The solution of adjusting the TEL62 firmware while the experiment is taking data is not ideal, but development is undergoing to work around the issue downstream at the FPGA-RICH level by flushing corrupted events. This will allow us to keep up with the throughput at the cost of some event-classification accuracy.

4. Discussion

We have developed FPGA-RICH, an FPGA-based system designed to implement real-time AI-based partial particle identification within the strict latency and throughput constraints of the NA62 low-level trigger system. The system combines traditional data processing techniques with modern machine learning approaches, classifying events by number of charged particles with performance suitable for trigger selectivity improvement, while maintaining the required 10 MHz throughput and 1

μ

s scale latency.
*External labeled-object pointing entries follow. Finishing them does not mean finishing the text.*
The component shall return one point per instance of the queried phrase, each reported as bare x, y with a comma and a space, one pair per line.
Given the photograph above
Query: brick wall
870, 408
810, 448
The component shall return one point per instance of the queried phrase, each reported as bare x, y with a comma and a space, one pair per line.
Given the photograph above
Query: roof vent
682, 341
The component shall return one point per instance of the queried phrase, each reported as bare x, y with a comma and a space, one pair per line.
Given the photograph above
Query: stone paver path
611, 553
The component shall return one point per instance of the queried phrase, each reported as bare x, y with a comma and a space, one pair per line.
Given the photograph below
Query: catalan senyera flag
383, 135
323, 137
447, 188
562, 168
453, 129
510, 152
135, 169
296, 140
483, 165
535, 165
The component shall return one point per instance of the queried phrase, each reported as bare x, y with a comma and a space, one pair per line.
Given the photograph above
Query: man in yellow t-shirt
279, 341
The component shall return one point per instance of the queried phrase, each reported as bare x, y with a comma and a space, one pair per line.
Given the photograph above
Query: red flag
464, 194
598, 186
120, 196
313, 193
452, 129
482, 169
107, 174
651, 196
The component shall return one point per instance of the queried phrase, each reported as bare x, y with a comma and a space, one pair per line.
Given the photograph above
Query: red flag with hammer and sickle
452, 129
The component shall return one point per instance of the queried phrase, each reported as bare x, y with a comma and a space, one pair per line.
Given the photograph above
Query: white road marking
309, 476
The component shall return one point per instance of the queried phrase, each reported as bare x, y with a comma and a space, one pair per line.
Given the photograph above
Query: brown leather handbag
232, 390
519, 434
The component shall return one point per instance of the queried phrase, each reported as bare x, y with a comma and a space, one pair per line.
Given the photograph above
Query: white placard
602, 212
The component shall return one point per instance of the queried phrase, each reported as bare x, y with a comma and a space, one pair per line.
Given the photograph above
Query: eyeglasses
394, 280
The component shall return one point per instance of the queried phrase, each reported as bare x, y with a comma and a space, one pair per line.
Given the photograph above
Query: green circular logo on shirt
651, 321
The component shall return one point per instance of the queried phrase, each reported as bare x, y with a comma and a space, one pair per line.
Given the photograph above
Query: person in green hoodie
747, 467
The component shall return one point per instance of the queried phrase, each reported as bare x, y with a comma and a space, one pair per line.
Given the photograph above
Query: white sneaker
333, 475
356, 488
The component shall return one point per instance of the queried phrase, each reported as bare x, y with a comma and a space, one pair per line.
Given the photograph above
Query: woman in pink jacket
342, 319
The use of High-Level Synthesis allows for relatively easy reprogrammability, which has been beneficial for development in iteratively testing different Neural Network solutions, and will be beneficial as the system impact on trigger efficiency is evaluated and which will possibly motivate adjustments.

This work shows the effectiveness and maturity of modern programming paradigms and machine learning algorithms even within the challenging context of High Energy Physics experiments’ online data acquisition and analysis. As a future step, we envision the transfer of the current implementation of FPGA-RICH from an independent FPGA device to the one hosting L0TP+ itself. L0TP+ is deployed on a Xilinx VCU118 board, using only a small fraction of FPGA resources (30% BRAM, 20% of LUT , 1% DSP). Furthermore, the board setup sports a consistent number of available high-speed links [23]. This scheme of integration allows a direction for development, where we collect primitive data from other NA62 sub-detectors at L0TP+ level, for instance energy from the calorimeter, and use it to produce even more refined physics trigger primitives at L0, such as the number of electrons, highlighting the versatility granted by the input–output and logic re-programmability of an FPGA-based Trigger and Data Acquisition system and how it can allow elaborate data analysis pipelines at the lowest hardware level.

Author Contributions

Conceptualization, A.L., P.V., P.C., R.A., O.F., L.P., M.T. and A.C.; methodology, A.L., L.P., P.C., M.T., C.R., P.P. and A.C.; Hardware block design: R.A., A.B., P.C., O.F., F.L.C. and P.V.; software, M.T., P.C., P.P., C.R., L.P., A.C. and M.M.; validation, P.P., M.T., P.C., A.L., A.B., L.P., P.V. and C.C.; Formal analysis: A.C., A.L., P.P., L.P., M.T. and C.R.; data curation, M.T. and R.P.; writing—original draft preparation, P.P.; writing—review and editing, A.L., L.P., C.R., A.C., R.P., R.A., F.S. and O.F.; supervision, A.L.; project administration, A.L. and M.R.; funding acquisition, A.L., P.V. and M.R. All authors have read and agreed to the published version of the manuscript.

Funding

This research was founded by INFN Scientific Committees 1 (NA62 experiment) and 5 (APEIRON experiment), by the EuroHPC-JU TEXTAROSSA project G.A. n.956831, and by Italian PNRR MUR project CUPI53C22001400006-FAIR (funded by NextGenerationEU).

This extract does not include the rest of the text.